I bought some replacement parts from ebay from someone who was selling three
parts for the P99, striker assembly, recoil spring w/ guide rod and a extractor.

The extractor is the same, along with the recoil assembly.........but not the striker assembly.

I bought it a few weeks ago and didnt not notice it til today when I cleaned it.
I took the parts out of the box to compare and I was kinda mad that it wasnt the right one. I own the AS model.
I'm not anymore because I found a new trigger style for it, I call it 'SAO'.

Walther may already have the configuration but I never heard of it.

Let me show you guys a pic of the striker assembly I got, then you tell me which model striker I got instead............Then I will describe the function.










The striker assembly I originally own is the bottom one, the second/spare purchased is the top model (with the '3' stamped on it).
Even though it was a different model, I was compelled to insert it in the slide
and see what would happen......I hessitated, because I was thinking it might get stuck or something.

Since putting the slide back on, it was already pre-cocked. I pulled the trigger
and noticed the "anti-stress pull" was gone. I let go of the trigger and nothing was there at all.
No DA or stress of anykind, it just went all the way back. I again precocked it
and it was cocked again, I pulled the trigger and it released, but no anti-stress.
I then held the trigger back and pulled the slide imitating a fired round and 
then let it go. I gently reset the trigger, then slightly pulled it, just like the regular
AS mode. But, if the trigger was let go, there is no stress of any kind but only
a tad by the trigger spring itself. If you were to pull the trigger with it already
pre-cocked, the feeling would be a long travel, then it would stop, letting you know
that it was about to fire in single action mode.

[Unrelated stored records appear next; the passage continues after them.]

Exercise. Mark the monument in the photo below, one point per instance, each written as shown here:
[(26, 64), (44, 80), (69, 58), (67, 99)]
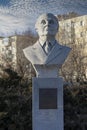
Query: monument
[(47, 56)]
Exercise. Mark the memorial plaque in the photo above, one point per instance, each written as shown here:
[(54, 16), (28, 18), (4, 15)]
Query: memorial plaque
[(48, 98)]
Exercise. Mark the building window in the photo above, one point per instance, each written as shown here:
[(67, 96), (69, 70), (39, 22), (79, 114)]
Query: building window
[(81, 34), (82, 23)]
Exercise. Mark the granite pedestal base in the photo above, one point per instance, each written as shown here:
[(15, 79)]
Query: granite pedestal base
[(47, 104)]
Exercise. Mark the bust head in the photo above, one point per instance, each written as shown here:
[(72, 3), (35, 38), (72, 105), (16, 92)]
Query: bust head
[(47, 25)]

Like I said..............I call it my..................SAO (SingleActionOnly) mode.

I like it, and I am about to go to the range to see it in action. At least its something interesting....:smt023

Tell me what you think...


----------



## A_J (May 22, 2006)

Wacky!!

I don't know that I'd personally want SAO, but interesting nonetheless.

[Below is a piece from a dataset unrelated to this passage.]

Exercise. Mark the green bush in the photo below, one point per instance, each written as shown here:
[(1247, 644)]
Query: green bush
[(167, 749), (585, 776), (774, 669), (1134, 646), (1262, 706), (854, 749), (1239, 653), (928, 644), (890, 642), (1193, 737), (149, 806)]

So, does the AS decocker button do anything anymore?


----------



## Shipwreck (Jan 26, 2006)

That is a QA striker, if I am not mistaken...


----------



## rogue007 (Jan 8, 2007)

A_J said:


> Wacky!!
> 
> I don't know that I'd personally want SAO, but interesting nonetheless.
> 
> So, does the AS decocker button do anything anymore?

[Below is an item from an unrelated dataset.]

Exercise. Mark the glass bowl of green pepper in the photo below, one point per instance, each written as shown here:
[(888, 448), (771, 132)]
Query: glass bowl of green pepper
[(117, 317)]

Oh yeah, I forgot to add that the decock still works fine..............

I wonder how many of you are probably switching out strikers right now.............thats only if you have more than one P99.....:smt033


----------



## A_J (May 22, 2006)

Shipwreck said:


> That is a QA striker, if I am not mistaken...


That would make the most sense.. anyone have a QA they can check?


----------



## 10mm Sonny (Jan 5, 2007)

It is a QA striker.


----------



## PX (May 14, 2006)

I WANT my stinkin' AS mode...

I paid good money for it, I like it, I want it...


JP


----------



## uncut (May 6, 2006)

I am going to play the devils advocate here.....
I would use much caution when taking this to the range......
The striker itself is #'ed on the QA due to different sizes of the striker itself, which in terms relate to different timing of the action....If striker travel is not within specs, then the timing of striker safety, trigger stop, etc. is no longer good and the gun will fail to fire or will not be safe any more.

*edit
before you guys ask... the higher the # the longer the strikertravel and the longer the triggerreset.....which in terms I guess would explain why there is some people complaining about the "long" travel of the QA trigger and some are all over the "QA" trigger...... the #'s go from 1-5


----------